My take on…the Farrelly Brothers’ Three Stooges
I tried to set my expectations low enough, I really did.
Let’s get this out of the way first: I am a Three Stooges fan.
I would guess I’ve seen every one of the shorts more than once, and the features (yes, they made features).
I would have thought I might be the target audience for this movie, or at least one of them.
Let me say something good first: Sean Hayes was great as Larry! I’d been worried about the casting of Larry since the beginning: that’s the most difficult part.
When it looked like it would be Sean Penn, I thought that was an interesting choice. I wouldn’t have thought of Sean Hayes, but clearly, the star (who has previously played Jerry Lewis) worked hard on this and hit the porcupine on the head, so to speak.

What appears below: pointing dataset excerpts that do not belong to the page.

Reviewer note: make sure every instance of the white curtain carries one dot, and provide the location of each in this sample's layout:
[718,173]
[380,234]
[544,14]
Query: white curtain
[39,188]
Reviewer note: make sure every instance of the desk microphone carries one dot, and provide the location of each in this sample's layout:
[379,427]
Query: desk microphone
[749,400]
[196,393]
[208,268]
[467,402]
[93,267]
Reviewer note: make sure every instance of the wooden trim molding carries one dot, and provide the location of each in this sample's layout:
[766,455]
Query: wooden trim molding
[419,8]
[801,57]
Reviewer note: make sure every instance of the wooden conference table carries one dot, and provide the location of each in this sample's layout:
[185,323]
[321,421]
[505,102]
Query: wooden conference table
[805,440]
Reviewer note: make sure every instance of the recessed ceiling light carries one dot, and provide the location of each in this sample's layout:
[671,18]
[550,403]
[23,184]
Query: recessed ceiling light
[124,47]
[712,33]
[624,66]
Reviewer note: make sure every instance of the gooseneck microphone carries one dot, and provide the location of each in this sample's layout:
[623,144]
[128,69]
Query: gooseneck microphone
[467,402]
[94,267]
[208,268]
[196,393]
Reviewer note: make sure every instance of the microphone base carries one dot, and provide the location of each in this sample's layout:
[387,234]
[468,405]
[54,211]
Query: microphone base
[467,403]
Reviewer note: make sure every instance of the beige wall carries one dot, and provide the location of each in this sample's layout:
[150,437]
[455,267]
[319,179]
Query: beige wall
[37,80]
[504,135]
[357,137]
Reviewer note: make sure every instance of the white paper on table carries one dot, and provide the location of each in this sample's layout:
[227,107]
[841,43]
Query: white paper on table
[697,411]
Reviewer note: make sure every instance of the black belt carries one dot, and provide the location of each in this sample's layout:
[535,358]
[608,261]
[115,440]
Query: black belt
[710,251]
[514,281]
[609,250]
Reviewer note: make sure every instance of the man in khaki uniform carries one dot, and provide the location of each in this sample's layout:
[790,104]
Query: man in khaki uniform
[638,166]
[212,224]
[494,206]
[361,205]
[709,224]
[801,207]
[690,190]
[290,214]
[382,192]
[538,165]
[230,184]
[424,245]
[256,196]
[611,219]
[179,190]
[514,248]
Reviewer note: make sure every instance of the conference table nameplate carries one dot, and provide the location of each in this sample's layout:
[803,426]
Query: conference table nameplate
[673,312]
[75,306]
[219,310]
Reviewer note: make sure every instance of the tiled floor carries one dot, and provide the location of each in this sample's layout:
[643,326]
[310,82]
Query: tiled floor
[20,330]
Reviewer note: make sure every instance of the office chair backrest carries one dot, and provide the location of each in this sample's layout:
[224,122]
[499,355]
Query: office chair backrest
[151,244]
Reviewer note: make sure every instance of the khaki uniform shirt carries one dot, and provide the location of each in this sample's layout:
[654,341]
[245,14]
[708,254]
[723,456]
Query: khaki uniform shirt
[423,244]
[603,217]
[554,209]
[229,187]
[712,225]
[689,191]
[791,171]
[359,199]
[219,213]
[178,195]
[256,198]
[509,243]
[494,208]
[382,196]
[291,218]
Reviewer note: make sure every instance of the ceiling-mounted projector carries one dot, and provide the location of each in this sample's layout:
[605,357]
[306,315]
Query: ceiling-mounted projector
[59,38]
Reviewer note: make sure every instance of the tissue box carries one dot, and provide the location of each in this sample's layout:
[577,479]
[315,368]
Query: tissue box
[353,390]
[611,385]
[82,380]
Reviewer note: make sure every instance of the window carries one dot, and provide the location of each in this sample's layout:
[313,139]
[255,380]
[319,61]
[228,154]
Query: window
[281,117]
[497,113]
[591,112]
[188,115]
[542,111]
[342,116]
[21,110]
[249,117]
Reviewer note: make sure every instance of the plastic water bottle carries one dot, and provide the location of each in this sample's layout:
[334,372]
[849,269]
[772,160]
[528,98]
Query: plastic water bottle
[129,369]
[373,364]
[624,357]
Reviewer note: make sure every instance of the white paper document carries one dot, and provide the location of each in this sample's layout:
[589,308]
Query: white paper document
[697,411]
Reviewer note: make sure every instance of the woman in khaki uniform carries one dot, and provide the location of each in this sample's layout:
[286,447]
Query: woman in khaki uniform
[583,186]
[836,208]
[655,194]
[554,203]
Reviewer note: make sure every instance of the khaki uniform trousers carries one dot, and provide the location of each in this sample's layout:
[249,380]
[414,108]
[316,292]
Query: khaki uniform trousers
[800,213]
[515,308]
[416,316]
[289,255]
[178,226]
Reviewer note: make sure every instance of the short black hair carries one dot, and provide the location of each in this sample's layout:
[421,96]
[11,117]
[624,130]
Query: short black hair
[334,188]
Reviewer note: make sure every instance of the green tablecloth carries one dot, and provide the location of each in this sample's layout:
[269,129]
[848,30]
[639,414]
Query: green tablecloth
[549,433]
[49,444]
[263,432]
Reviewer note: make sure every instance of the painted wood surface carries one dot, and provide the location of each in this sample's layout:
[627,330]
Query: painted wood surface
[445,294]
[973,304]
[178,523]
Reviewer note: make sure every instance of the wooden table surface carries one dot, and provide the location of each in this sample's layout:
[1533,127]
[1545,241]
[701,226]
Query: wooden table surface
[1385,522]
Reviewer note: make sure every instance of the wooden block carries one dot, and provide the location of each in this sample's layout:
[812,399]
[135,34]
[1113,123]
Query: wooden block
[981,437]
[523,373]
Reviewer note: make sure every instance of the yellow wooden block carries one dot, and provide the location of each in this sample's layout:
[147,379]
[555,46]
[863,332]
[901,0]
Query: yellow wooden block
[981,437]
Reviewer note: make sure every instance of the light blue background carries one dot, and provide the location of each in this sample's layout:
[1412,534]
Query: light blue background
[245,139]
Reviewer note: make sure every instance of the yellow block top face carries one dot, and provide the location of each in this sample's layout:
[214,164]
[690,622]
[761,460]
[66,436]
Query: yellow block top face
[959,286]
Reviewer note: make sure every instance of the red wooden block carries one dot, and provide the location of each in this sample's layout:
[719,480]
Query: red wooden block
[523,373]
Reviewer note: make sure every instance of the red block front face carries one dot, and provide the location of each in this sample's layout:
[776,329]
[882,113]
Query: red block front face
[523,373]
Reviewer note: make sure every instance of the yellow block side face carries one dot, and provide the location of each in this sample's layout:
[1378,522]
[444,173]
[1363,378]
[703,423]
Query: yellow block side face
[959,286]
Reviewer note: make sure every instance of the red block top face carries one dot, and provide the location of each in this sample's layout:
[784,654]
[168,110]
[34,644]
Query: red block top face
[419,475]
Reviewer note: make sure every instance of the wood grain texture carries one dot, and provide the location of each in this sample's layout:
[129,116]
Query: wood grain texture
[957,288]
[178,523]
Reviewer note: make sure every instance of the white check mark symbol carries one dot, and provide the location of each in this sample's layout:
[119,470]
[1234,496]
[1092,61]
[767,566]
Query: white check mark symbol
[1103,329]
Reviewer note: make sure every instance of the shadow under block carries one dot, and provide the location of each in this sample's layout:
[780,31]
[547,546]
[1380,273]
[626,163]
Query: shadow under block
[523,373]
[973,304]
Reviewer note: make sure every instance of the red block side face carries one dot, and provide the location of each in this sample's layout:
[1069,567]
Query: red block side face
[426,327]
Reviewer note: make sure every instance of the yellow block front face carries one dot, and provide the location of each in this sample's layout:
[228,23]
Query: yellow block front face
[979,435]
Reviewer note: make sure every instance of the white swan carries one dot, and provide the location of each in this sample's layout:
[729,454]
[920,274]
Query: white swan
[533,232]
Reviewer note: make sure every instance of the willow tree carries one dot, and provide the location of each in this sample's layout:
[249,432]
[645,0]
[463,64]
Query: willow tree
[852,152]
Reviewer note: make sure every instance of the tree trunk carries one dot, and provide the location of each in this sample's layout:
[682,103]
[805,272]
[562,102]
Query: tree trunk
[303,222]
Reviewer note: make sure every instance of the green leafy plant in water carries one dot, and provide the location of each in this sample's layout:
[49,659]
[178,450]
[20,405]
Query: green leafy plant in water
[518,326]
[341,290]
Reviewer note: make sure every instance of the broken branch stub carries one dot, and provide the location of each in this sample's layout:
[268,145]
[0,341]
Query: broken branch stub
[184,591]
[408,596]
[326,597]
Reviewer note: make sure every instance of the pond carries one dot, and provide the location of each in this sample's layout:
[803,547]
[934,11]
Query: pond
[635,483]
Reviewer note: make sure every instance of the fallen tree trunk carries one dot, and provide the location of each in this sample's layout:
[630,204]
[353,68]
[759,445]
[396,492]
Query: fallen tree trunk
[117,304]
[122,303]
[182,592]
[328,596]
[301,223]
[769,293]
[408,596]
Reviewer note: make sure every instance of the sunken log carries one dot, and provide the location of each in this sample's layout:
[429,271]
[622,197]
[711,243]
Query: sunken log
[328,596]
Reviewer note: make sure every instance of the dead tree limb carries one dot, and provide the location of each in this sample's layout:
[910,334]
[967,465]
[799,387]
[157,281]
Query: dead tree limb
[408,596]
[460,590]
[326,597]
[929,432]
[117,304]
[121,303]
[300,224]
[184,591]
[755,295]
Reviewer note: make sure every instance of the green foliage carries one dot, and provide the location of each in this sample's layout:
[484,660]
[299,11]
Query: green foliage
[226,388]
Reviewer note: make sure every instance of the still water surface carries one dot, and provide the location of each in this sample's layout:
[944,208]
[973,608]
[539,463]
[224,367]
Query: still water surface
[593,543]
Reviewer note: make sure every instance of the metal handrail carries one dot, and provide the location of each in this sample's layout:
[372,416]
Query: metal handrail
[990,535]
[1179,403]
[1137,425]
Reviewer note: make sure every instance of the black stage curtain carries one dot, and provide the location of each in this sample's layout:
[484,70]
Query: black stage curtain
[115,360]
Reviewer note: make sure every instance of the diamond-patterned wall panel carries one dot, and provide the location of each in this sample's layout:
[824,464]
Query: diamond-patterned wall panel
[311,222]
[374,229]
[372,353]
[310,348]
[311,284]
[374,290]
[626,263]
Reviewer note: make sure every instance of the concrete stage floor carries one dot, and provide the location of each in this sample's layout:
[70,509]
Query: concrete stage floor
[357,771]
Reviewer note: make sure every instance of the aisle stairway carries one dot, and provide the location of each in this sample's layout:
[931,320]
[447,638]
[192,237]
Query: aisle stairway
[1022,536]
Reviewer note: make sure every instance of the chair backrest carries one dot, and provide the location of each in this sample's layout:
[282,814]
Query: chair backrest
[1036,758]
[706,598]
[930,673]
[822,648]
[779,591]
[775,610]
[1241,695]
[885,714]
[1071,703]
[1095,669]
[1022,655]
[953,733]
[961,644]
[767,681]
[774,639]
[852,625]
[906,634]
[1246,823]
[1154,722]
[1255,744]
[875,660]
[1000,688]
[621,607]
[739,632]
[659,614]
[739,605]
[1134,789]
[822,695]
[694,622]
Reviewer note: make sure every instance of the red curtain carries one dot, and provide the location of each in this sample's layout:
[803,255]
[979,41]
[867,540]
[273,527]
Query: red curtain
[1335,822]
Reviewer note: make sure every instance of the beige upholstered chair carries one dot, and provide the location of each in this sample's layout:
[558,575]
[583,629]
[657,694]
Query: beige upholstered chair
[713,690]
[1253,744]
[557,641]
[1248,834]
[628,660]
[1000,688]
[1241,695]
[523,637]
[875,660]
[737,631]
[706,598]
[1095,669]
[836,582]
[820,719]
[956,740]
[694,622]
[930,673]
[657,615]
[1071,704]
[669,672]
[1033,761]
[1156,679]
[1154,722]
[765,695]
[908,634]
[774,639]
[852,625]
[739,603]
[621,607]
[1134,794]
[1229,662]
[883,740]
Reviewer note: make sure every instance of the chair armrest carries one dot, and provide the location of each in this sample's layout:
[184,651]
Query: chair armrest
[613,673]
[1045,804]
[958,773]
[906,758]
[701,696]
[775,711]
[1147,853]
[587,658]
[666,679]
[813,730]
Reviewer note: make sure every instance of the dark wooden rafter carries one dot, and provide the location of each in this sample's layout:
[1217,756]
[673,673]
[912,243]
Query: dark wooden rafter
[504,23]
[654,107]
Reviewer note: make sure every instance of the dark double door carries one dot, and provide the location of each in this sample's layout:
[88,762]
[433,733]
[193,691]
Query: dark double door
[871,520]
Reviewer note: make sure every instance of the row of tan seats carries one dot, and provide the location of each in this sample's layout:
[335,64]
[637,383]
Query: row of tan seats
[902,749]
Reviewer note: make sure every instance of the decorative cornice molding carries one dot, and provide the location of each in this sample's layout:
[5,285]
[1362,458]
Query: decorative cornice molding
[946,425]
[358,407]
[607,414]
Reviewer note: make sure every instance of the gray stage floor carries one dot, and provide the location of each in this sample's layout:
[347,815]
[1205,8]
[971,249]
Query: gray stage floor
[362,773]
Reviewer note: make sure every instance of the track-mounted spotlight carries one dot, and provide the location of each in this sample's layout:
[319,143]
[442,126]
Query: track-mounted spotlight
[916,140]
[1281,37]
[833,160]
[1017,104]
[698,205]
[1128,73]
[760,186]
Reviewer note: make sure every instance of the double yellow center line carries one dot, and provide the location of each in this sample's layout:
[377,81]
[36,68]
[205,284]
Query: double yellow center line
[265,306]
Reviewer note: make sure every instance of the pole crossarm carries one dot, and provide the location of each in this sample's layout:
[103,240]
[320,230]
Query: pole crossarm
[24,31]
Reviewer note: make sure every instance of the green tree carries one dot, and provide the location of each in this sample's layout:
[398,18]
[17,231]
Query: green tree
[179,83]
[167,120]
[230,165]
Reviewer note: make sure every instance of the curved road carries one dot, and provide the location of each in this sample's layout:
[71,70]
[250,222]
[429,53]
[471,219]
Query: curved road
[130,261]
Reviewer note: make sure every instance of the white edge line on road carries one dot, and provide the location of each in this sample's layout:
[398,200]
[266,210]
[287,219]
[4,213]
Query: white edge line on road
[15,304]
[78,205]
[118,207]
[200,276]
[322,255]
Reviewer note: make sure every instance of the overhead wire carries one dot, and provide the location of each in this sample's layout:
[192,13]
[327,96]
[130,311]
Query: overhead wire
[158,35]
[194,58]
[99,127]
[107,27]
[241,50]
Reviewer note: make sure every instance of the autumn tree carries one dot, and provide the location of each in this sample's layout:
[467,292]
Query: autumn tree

The other two Stooges were reasonably evocative of the originals: Will Sasso as Curly and Chris Diamantopoulos as Moe.
In fact, the whole movie was clearly made by fans of the originals. We had a little singing (Stooge fans sing along: “Curly’s a dope!”), a lot of slapstick, and even updated punning wordplay that fit in with the original style…a pun about poodles comes to mind in particular.
The problem was, for me, the movie just wasn’t funny.
I think the issue was that the Farrellys were trying to make the Stooges the undeniable stars…and that they were trying to put them into our world.
They cast some hilarious people, but then seemed to tell them to largely play it straight. Jane Lynch’s Mother Superior was actually beatific. Sofia Vergara could have been really vampy, but didn’t play it that way.
Then there were non-comedians: what was Jennifer Hudson doing there? If she wanted to stretch and show a flair for comedy…um, it was played very seriously.
Having the Stooges interact with real (or at least, reality) people was a mistake. Having a murder for hire plot was simply over the line.
The Stooges didn’t exist in our world in the shorts. The other characters were extreme, too. Emil Sitka was great at extreme responses, and the rich folks were clearly parodies.
Yes, I’d say that was the biggest problem..they just didn’t go for the fun. The Stooges feel out of place if you could bump into them at Starbucks or see them interviewed on Entertainment Tonight.
Now, I do need to say: there were people laughing in the audience. They were enjoying the slapstick. My guess is that they generally weren’t fans of the Stooges. Before we assume that’s the only reason I wasn’t bowl(cut)ed over, I should mention that my Significant Other is nothing close to a Stooge fan…and didn’t like it either.
I do commend the Farrellys (and co-screenwriter Mike Cerrone) for wanting to be respectful to the original…I just wished they’d also relaxed and cut loose with the other characters more.